Kentucky Route Zero: Act IV Prepares Us for the End
“He’s forgotten more than we’ll ever know,” said a friend of mine reverently about an older mentor of mine.
I agreed, and then wondered quietly what I would forget when I am his age. I thought, forlorn, of all of the words, worlds and people of which I would have only transient knowledge.
The act of playing Kentucky Route Zero has become, over time, as much about patience and anticipation as anything else. While the challenge of other games presents itself through problem-solving or hand-eye coordination, KRZ challenges the player to wait and remember, sometimes for years.
While much of the lengthy delay between Act III and IV can probably be attributed to artistic deliberation on the part of the idiosyncratic and avant garde developers Cardboard Computer, it may be by design that we begin the fourth chapter with only a vague recollection of what has come before. Drifting down a river, our characters in Act IV find themselves in the same existential boat, constantly acknowledging their inability and desire to remember those who have come before.
Unlike previous acts, the player is largely passive this time, this in solidarity with characters we find at sea. They can choose when to stop or start, when to get onboard and when to get off, but they cannot alter its course in any meaningful fashion. They are simply floating downstream, subject to whatever currents are strongest.
Ezra, the young and optimistic child of the bunch, has taken to recording various sounds. I relate to this impulse as a writer dedicated to observation. I take screenshots of the game as I play, which serve much the same purpose: I don’t want to forget this moment, or what it means to me personally, so I grab a shot of a floating gas station, or some guys singing on a boat. But I don’t capture the movement. I don’t capture the song. I don’t capture what happened next, or what lead up to that moment in the first place.
In short: I am unable to capture the meaning. On its own, Ezra’s preoccupation is yet another game, a frivolous way to pass the time. Just like he does with the claw machine he plays later on, he’s grasping at something he can never attain. But what Ezra can do is take those moments and turn them into something else: music.
To play a new chapter of Kentucky Route Zero is to take stock in your life. When I first played KRZ Act I, I was newly married. I’d grown relatively accustomed to life without my father who died more than a year earlier.
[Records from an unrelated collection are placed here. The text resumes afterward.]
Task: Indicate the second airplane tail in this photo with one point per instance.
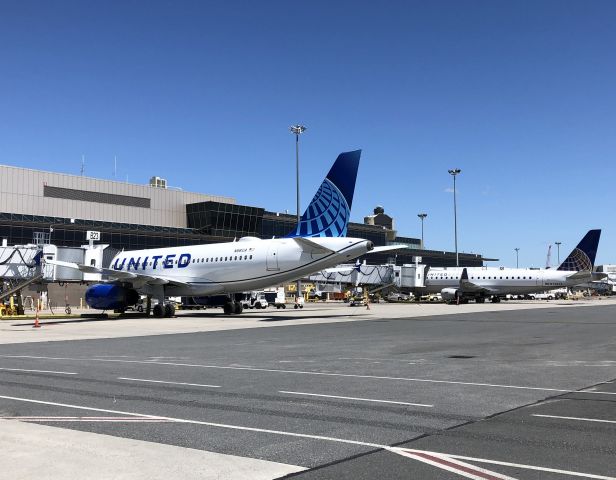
(328, 213)
(583, 256)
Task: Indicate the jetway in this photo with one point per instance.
(23, 263)
(401, 277)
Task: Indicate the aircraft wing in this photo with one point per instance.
(582, 275)
(117, 275)
(467, 286)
I had discovered a new career track, one in which I thought I might actually succeed. Like KRZ’s initial protagonist Conway, I was obsessed with progress.
By the time I played Act III, I had striven for far too long. I, like Conway, became a bit more obsessed with the concept of rest, which, of course, I defined as something like: achieving success and feeling satisfied.
Playing Act IV, I find myself admiring the life of those who I now look to for wisdom and guidance. They are older men and women on the cusp of retirement, less concerned about striving than they are about ideas like legacy, continuity and remembrance. Some of the men remind me of my father on a visceral level, which freaks me out, because I can no longer convince myself that I really remember what he was like at all. I wonder sometimes if his memory is literally being replaced.
So now, I relish opportunities to remember him. I keep talking about him for this reason. For this reason I keep a picture of him on a shelf in my house. For this reason I welcome comparisons to him; I feel joy when he is seen in me.
When memories matter more than the striving, you go where the memorials are. You go where you are taken. You go where those who came before wanted you to go in the first place. You make the path your own, but you follow the path. You study the words of those who came beforehand, imbuing meaning to them that may have never existed. You turn workmanlike prose into poetry. You turn found audio into music.
Act IV is a preparation for the end. A little on the nose, I guess. And it’s by far the least spectacular of the bunch. It feels permeated with more realism than the previous three acts. While surreal moments and sardonic, fantastical conversations take place, there are no awe-inspiring or heartstopping moments that inspire reverence. Unlike the previous three acts, the narrative is characterized by a foreboding sense of inevitability followed by the mundane, dull ache of loss.
As we get older, we forget more than we expect, including what will come to feel like the most tangible details of those we most love. We will forget the ones we swore we would keep close to our hearts.
But we will remind others of them through our memorials, whether built, written, or lived.
Kentucky Route Zero: Act IV was developed by Cardboard Computer. It is available for PC, Mac and Linux.